Open alexdremov opened this issue 1 year ago • 3 comments

While running RMS norm, I got the following exception:

/workspace/TransformerEngine/transformer_engine/common/transformer_engine.cpp:39 in function CheckInputTensor: Assertion failed: t.data.dptr != nullptr. Input x is not allocated!
  File "/usr/local/lib/python3.11/dist-packages/transformer_engine/pytorch/module/rmsnorm.py", line 50, in forward
    rmsnorm_out, rsigma = tex.rmsnorm_fwd(inputmat, rmsnorm_weight,
                          ^^^^^^^^^^^^^^^^^^^^^^^^^^^^^^^^^^^^^^^^^
  File "/usr/local/lib/python3.11/dist-packages/torch/autograd/function.py", line 553, in apply
    return super().apply(*args, **kwargs)  # type: ignore[misc]
           ^^^^^^^^^^^^^^^^^^^^^^^^^^^^^^

However, clearly, all input tensors are allocated — I verified this with debugger

alexdremov avatar Jun 17 '24 13:06 alexdremov

Can you provide a minimal reproducer? The following runs for me:

import torch
import transformer_engine.pytorch as te

# Options
batch_size = 128
hidden_size = 128
dtype = torch.float32
device = torch.device("cuda")

# TE module
layer = te.RMSNorm(hidden_size, params_dtype=dtype, device=device)

# Synthetic data
x = torch.randn([batch_size, hidden_size], dtype=dtype, device=device, requires_grad=True)

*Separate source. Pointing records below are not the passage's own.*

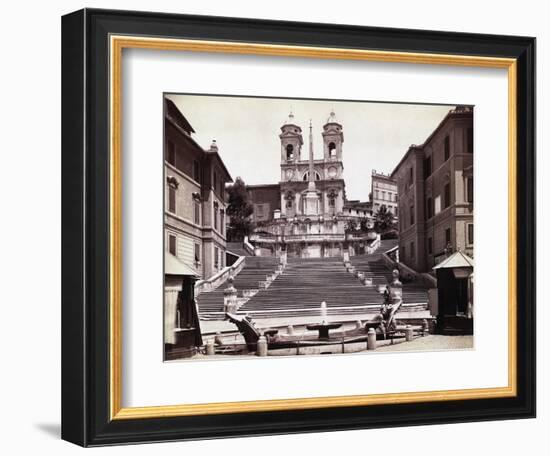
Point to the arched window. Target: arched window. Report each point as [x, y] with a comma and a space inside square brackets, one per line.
[290, 152]
[332, 149]
[306, 176]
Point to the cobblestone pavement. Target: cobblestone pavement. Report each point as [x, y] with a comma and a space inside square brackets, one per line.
[431, 343]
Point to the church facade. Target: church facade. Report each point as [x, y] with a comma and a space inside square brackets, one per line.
[306, 214]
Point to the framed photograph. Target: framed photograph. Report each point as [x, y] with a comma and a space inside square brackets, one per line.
[268, 227]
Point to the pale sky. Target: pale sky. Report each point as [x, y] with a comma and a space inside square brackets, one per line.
[376, 135]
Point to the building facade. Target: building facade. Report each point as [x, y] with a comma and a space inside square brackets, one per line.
[384, 193]
[312, 218]
[436, 194]
[195, 199]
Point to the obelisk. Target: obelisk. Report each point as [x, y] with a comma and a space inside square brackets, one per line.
[311, 196]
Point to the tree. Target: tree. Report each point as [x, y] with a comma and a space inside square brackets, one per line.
[239, 211]
[384, 220]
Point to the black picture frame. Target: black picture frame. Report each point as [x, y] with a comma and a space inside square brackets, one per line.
[85, 221]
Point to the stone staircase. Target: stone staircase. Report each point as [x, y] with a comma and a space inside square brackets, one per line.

# Forward and backward pass
y = layer(x)
y.sum().backward()

timmoon10 avatar Jun 17 '24 20:06 timmoon10

Can you provide a minimal reproducer? The following runs for me:

import torch
import transformer_engine.pytorch as te

# Options
batch_size = 128
hidden_size = 128
dtype = torch.float32
device = torch.device("cuda")

# TE module
layer = te.RMSNorm(hidden_size, params_dtype=dtype, device=device)

# Synthetic data
x = torch.randn([batch_size, hidden_size], dtype=dtype, device=device, requires_grad=True)

# Forward and backward pass
y = layer(x)
y.sum().backward()

Hey! This appeared when I tried to use Fp8Tensor. I'll try to write a minimal example, but this could be rather hard

alexdremov avatar Jul 02 '24 08:07 alexdremov

Most of our kernels don't handle Float8Tensor directly. Also, our RMSNorm kernel doesn't support FP8 input at the moment, just FP8 output. As a quick fix, you could manually cast your Float8Tensor to higher precision with:

x = Float8Tensor(...)
y = layer(x.from_float8())

timmoon10 avatar Jul 03 '24 23:07 timmoon10